ML 17334 RAG
The report The economic potential of generative AI: The next productivity frontier, published by McKinsey & Company, estimates that generative AI could add an equivalent of $2.6 trillion to $4.4 trillion in value to the global economy. The largest value will be added across four areas: customer operations, marketing and sales, software engineering, and R&D.
The potential for such large business value is galvanizing tens of thousands of enterprises to build their generative AI applications in AWS. However, many product managers and enterprise architect leaders want a better understanding of the costs, cost-optimization levers, and sensitivity analysis.
This post addresses these cost considerations so you can optimize your generative AI costs in AWS.
The post assumes a basic familiarity of foundation model (FMs) and large language models (LLMs), tokens, vector embeddings, and vector databases in AWS. With Retrieval Augmented Generation (RAG) being one of the most common frameworks used in generative AI solutions, the post explains costs in the context of a RAG solution and respective optimization pillars on Amazon Bedrock.

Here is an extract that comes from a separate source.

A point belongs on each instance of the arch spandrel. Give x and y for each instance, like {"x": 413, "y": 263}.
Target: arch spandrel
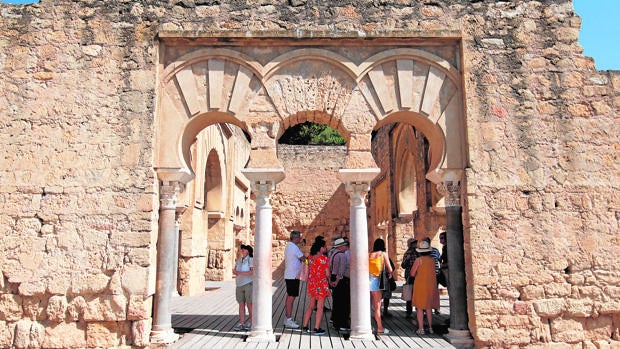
{"x": 404, "y": 84}
{"x": 418, "y": 88}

In Part 2 of this series, we will cover how to estimate business value and the influencing factors.
Designing performant and cost-effective generative AI applications is essential for realizing the full potential of this transformative technology and driving widespread adoption within your organization.
Forecasting and managing costs and performance in generative AI applications is driven by the following optimization pillars:
Let’s dive deeper to examine these factors and associated cost-optimization tips.
RAG helps an LLM answer questions specific to your corporate data, even though the LLM was never trained on your data.
As illustrated in the following diagram, the generative AI application reads your corporate trusted data sources, chunks it, generates vector embeddings, and stores the embeddings in a vector database. The vectors and data stored in a vector database are often called a knowledge base.
The generative AI application uses the vector embeddings to search and retrieve chunks of data that are most relevant to the user’s question and augment the question to generate the LLM response. The following diagram illustrates this workflow.
The workflow consists of the following steps:
Amazon Bedrock is a fully managed service providing access to high-performing FMs from leading AI providers through a unified API. It offers a wide range of LLMs to choose from.
In the preceding workflow, the generative AI application invokes Amazon Bedrock APIs to send text to an LLM like Amazon Titan Embeddings V2 to generate text embeddings, and to send prompts to an LLM like Anthropic’s Claude Haiku or Meta Llama to generate a response.
The generated text embeddings are stored in a vector database such as Amazon OpenSearch Service, Amazon Relational Database Service (Amazon RDS), Amazon Aurora, or Amazon MemoryDB.
A generative AI application such as a virtual assistant or support chatbot might need to carry a conversation with users. A multi-turn conversation requires the application to store a per-user question-answer history and send it to the LLM for additional context. This question-answer history can be stored in a database such as Amazon DynamoDB.
The generative AI application could also use Amazon Bedrock Guardrails to detect off-topic questions, ground responses to the knowledge base, detect and redact PII information, and detect and block hate or violence-related questions and answers.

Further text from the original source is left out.